The study features four male autistic people who enjoy photography. Klein mentioned that gender isn’t a factor in this study. One of the participants photographed the sky, leading the researcher to believe that “he enjoys being immersed in the elements, at least to some extent.”
Ingold argues that seeing the sky is an experience of being-in-the-world. This multi-sensory experience is, of course, widely shared amongst all people, but considering autistic people experience sensory overload, looking at the sky (and photographing it) might be a strategy to focus on one sense and compensate for sensory overload (Grandin 2006; Williams 2006).

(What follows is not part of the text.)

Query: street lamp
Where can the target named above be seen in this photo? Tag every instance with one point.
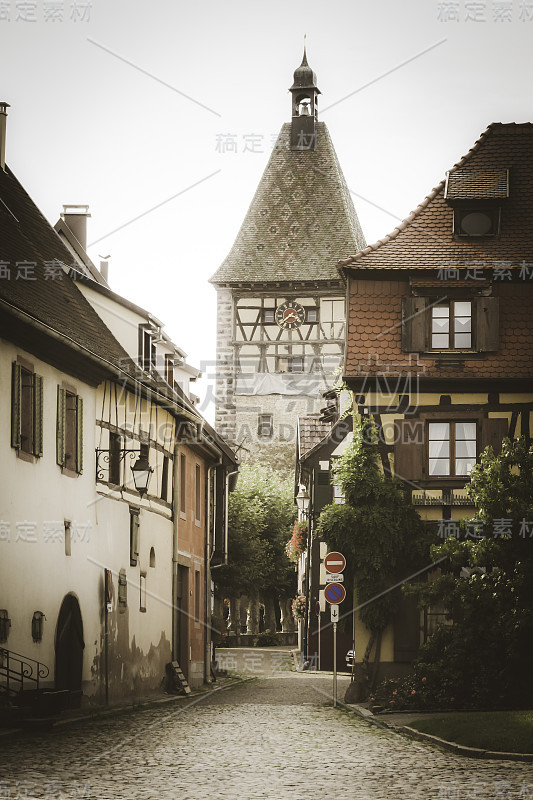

This is something else I have observed in my post-Autism Spectrum Disorder diagnosis. My camera can be a stim toy with its buttons and screen that reduces the world down to something I can manage. Nature is also a safe space for me, maybe the safe space, and I’ve been working on a series of photos on this theme in recent years. Seeing an actual person of science look into similar ideas is fascinating.
Reading this study makes me question my own work. Have I unknowingly been working this way too? It seems that it’s a common way for autistic photographers to work.
As a social practice, photography provided a context in which the autistic adults could explore their sociality in their own ways. As Ochs and Solomon explain, '[a]utistic sociality is not an oxymoron but rather a systematically observable and widespread phenomenon in everyday life' (Ochs and Solomon 2010, 69). Exploring the social contexts in which the four autistic male adults took photographs provides a more detailed picture of who creates photographs, where, why, how often and for whom. This approach underlines that everyday photography can extend the opportunities for visual communication and practicing sociality.
Breadth
Being autistic myself, I am so fiercely passionate about this subject, and have long felt that the static perception of what it means to be autistic is often damaging to autistic people. It seems that in the mainstream media, autism is portrayed as extreme stereotypes, which has shaped a global perception of what autism looks like, but actually, autism manifests in an infinite number of ways.
This project is beautiful. The photography captures people in a very natural way showing a diverse range of people and how they deal with being autistic. It is important work. Recently told someone I was autistic and they said "Oh you must be a savant. What's your specialty?" No... just, no. We aren't Rain Man or The Good Doctor. As the saying goes; "If you've met one autistic person, you've met one autistic person." Alex's project is highlighting that through warm, intimate, approachable portraits.